Het meeste tot nu toe verrichte onderzoek is casuïstisch van aard: het beschrijft individuele gevallen en voorbeelden. Er is nog weinig systematisch en gecontroleerd onderzoek gedaan naar de vraag in hoeverre de verschijnselen van DIS toe te schrijven zijn aan twee verschillende identiteiten of personen, of dat het eerder gaat om twee tegenstrijdige kanten of aspecten van dezelfde persoon. Een cruciale vraag daarbij is of er inderdaad sprake is van dissociatieve amnesie: dat men niets weet of zich niets herinnert van wat zich in de andere identiteit of persoonlijkheidstoestand heeft voorgedaan.[17] Deze laatste vraag lijkt eveneens van belang voor de forensische psychiatrie of voor een rechtbank die moet beslissen of een persoon verantwoordelijk moet worden gesteld voor het gepleegde misdrijf, of ontoerekeningsvatbaar moet worden verklaard.[18][19]

Recente systematische studies waarbij DIS-patiënten zijn vergeleken met gezonde proefpersonen die DIS simuleerden hebben de volgende resultaten opgeleverd.
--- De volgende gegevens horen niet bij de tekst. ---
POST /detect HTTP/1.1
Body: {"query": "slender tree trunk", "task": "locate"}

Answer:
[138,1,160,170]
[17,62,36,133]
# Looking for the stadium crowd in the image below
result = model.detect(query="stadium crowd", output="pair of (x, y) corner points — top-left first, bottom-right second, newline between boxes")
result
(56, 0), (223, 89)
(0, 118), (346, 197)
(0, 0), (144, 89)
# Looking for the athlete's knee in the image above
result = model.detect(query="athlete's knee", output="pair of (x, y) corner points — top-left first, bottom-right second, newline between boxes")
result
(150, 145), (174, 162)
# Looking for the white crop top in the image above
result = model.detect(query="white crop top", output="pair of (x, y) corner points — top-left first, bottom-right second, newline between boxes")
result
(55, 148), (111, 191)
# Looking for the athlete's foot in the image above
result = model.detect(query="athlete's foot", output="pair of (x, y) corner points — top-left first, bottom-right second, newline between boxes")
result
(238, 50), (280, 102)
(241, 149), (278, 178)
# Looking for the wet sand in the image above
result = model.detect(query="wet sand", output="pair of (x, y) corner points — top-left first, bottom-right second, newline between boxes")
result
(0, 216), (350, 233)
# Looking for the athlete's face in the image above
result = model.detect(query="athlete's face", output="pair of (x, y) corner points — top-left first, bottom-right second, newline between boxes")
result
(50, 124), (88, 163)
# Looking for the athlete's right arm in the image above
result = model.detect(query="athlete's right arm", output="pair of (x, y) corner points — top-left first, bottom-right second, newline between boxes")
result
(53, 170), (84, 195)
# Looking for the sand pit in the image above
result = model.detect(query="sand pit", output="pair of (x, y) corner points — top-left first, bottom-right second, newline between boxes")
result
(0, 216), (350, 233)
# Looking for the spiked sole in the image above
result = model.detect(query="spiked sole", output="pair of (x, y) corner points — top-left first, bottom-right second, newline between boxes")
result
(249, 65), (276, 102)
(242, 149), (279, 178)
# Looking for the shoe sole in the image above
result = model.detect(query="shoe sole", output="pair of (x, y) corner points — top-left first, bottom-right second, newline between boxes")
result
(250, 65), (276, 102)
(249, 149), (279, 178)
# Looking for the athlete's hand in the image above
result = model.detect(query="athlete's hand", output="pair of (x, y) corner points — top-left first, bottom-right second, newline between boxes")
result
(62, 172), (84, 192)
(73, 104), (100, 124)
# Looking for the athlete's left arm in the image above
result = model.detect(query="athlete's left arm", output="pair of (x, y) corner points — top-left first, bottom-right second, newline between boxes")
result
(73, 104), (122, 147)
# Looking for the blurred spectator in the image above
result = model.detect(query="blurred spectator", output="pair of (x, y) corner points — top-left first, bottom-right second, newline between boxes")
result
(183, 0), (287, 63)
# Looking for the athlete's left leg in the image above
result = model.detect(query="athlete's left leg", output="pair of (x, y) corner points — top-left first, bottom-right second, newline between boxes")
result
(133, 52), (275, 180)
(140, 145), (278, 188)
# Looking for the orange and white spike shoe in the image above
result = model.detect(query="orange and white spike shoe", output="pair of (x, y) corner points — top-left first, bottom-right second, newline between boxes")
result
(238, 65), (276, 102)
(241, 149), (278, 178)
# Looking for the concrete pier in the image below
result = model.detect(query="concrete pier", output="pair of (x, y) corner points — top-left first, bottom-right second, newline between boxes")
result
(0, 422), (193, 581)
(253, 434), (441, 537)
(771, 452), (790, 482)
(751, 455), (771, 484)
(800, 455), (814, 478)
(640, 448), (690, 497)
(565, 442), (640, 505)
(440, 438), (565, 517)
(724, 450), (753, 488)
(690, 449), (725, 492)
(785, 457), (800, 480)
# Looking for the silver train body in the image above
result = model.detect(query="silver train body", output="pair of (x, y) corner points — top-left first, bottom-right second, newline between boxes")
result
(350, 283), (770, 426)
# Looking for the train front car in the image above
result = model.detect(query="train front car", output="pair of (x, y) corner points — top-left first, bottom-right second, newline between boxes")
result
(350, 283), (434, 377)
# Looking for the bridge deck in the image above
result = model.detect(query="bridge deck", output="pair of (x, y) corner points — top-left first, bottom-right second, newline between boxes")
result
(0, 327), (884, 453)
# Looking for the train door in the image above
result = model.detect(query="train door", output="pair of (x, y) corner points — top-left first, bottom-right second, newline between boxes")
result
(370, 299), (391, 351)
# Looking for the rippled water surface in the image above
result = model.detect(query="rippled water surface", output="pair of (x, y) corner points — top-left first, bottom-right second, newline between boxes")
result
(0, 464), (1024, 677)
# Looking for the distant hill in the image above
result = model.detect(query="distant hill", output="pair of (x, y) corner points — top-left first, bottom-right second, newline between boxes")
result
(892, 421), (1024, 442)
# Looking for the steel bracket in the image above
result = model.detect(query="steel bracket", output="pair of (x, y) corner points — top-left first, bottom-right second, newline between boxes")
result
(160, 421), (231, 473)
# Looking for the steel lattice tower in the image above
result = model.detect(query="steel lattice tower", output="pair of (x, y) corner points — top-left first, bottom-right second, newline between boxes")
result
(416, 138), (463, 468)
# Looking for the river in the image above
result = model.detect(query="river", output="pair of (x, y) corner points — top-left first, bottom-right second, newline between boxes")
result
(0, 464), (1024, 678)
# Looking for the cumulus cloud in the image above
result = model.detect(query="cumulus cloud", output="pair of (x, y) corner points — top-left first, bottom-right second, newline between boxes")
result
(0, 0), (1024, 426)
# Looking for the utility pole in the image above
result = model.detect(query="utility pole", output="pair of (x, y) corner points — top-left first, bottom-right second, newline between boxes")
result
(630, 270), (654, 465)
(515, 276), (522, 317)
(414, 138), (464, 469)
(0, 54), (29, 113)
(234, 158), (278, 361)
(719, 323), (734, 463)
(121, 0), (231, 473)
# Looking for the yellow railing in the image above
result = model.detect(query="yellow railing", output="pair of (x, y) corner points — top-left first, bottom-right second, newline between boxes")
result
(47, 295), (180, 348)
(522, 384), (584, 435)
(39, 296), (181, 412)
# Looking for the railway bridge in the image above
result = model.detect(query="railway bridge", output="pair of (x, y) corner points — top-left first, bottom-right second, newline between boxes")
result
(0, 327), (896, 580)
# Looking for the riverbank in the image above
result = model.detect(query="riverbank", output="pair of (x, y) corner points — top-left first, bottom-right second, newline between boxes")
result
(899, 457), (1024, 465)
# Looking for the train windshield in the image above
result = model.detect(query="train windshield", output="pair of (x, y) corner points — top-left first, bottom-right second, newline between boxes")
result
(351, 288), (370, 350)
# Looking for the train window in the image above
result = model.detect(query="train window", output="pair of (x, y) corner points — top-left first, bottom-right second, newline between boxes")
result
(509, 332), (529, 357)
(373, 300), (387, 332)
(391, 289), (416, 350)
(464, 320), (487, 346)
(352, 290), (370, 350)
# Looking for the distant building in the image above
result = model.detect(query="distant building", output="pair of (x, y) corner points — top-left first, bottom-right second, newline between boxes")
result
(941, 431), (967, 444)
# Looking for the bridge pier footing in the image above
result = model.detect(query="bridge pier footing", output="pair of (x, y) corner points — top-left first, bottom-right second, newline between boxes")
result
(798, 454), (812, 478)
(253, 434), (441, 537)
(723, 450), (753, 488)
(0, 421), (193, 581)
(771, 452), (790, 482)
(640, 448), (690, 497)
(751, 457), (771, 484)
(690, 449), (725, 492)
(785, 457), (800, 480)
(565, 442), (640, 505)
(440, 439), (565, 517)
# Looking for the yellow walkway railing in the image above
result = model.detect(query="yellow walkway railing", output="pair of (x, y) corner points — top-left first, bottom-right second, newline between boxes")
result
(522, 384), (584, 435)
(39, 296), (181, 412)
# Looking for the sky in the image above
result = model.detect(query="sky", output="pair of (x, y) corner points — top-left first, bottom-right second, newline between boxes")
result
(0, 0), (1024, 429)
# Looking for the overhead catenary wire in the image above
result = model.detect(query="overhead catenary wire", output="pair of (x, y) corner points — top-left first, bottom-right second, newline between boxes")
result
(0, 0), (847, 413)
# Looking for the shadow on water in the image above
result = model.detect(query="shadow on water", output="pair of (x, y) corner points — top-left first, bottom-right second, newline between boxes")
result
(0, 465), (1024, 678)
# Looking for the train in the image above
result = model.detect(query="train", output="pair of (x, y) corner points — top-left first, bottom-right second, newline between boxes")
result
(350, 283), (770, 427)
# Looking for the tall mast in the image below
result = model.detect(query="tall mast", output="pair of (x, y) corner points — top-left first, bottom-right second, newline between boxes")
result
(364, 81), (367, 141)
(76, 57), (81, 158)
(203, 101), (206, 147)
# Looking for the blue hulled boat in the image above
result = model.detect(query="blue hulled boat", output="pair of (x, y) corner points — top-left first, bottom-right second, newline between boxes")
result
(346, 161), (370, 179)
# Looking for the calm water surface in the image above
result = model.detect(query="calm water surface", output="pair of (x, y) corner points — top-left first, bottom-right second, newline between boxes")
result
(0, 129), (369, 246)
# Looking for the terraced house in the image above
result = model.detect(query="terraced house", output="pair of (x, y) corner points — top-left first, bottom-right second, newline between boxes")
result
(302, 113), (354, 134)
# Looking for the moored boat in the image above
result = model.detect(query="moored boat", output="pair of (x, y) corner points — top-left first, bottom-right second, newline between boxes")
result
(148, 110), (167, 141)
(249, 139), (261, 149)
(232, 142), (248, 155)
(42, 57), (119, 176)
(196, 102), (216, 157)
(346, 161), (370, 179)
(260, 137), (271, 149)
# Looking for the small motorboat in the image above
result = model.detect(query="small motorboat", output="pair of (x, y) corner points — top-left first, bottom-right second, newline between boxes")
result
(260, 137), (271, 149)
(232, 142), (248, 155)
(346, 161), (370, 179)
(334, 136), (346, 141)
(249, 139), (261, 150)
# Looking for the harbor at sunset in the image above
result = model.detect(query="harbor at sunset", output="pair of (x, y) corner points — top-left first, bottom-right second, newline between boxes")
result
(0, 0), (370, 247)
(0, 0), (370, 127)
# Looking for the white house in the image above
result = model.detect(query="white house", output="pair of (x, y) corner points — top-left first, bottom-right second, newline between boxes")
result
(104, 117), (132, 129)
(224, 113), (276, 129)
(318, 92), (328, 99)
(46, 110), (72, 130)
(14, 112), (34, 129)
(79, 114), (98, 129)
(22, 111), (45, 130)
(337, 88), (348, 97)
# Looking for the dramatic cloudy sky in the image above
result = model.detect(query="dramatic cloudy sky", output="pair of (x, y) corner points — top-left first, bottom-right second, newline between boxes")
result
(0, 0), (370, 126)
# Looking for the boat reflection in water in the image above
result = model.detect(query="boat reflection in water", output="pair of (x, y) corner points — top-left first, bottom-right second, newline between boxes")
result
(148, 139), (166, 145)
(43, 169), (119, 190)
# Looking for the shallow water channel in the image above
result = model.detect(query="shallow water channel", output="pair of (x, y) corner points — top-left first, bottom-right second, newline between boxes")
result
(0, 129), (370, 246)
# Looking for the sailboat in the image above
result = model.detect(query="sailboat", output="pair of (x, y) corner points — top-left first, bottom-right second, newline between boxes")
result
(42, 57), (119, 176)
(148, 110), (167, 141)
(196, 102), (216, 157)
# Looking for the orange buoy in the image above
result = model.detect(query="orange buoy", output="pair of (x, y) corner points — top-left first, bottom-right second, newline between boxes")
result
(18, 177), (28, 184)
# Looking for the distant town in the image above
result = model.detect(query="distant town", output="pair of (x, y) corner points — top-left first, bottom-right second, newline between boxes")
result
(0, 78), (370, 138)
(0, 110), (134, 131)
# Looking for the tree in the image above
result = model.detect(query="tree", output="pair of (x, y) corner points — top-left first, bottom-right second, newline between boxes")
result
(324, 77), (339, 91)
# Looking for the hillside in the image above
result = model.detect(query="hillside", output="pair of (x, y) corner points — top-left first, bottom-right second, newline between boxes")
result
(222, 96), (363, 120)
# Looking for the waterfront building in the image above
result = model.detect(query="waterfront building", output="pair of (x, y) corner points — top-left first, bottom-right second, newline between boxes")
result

Patiënten werd daarbij gevraagd om te schakelen tussen twee identiteiten of rollen: de trauma-identiteit en de neutrale of normale identiteit. Ook werden zij daarbij geconfronteerd met nare en neutrale herinneringen. Hetzelfde werd gevraagd aan gezonde proefpersonen die zich in beide identiteiten moesten inleven. Er werd hierin zowel bewijs gevonden voor het bestaan van DIS als bewijs van het tegendeel. In een van deze studies bleken lichamelijke reacties en hersenactiviteit van DIS-patiënten te verschillen tussen beide identiteiten. Bij gezonde simulanten was dit niet het geval. Kennelijk is de toestand van DIS niet uitsluitend aan simulatie, neiging tot fantaseren of een grotere suggestibiliteit toe te schrijven, concluderen de auteurs.[20][21][22]

In een andere recente studie gaven patiënten ondanks hun bewering dat zij zich niets konden herinneren van hun gedissocieerde (traumatische) toestand toch blijk van impliciete (onbewuste) herkenning van informatie uit die toestand. Terwijl zij in hun normale identiteit een cognitieve taak uitvoerden bleken zij namelijk toch afgeleid te worden door woorden die voor hun andere (traumatische) identiteit beladen waren. Kennelijk heeft het geheugen van DIS-patiënten dan toch toegang tot persoonlijke en autobiografische informatie van die traumatische identiteit. Dit hoeft echter niet te betekenen dat deze stoornis niet bestaat, aangezien de werking van het menselijk brein ook op het vlak van het geheugen nog niet volledig is doorgrond.[23][24][25]

Psychotherapie bewerken

Er bestaat geen consensus over de juiste diagnose en behandeling van DIS. Het bestaande onderzoek naar de effectiviteit van de behandeling is voornamelijk gebaseerd op beschrijving van individuele gevallen. Deze behandelingen bevatten bijna altijd psychotherapie. Bij de behandeling van traumagerelateerde klachten wordt meestal uitgegaan op een benadering die gericht is op drie fases: In fase 1 gaat het om stabilisatie en symptoomreductie, zodat de patiënt de taken die bij het dagelijks leven horen beter aan kan. In fase 2 gaat het om de behandeling van de traumatische gebeurtenissen. In fase 3 is de behandeling erop gericht de patiënt een nieuwe levensstijl te laten ontwikkelen. Alle fases worden steeds met elkaar afgewisseld.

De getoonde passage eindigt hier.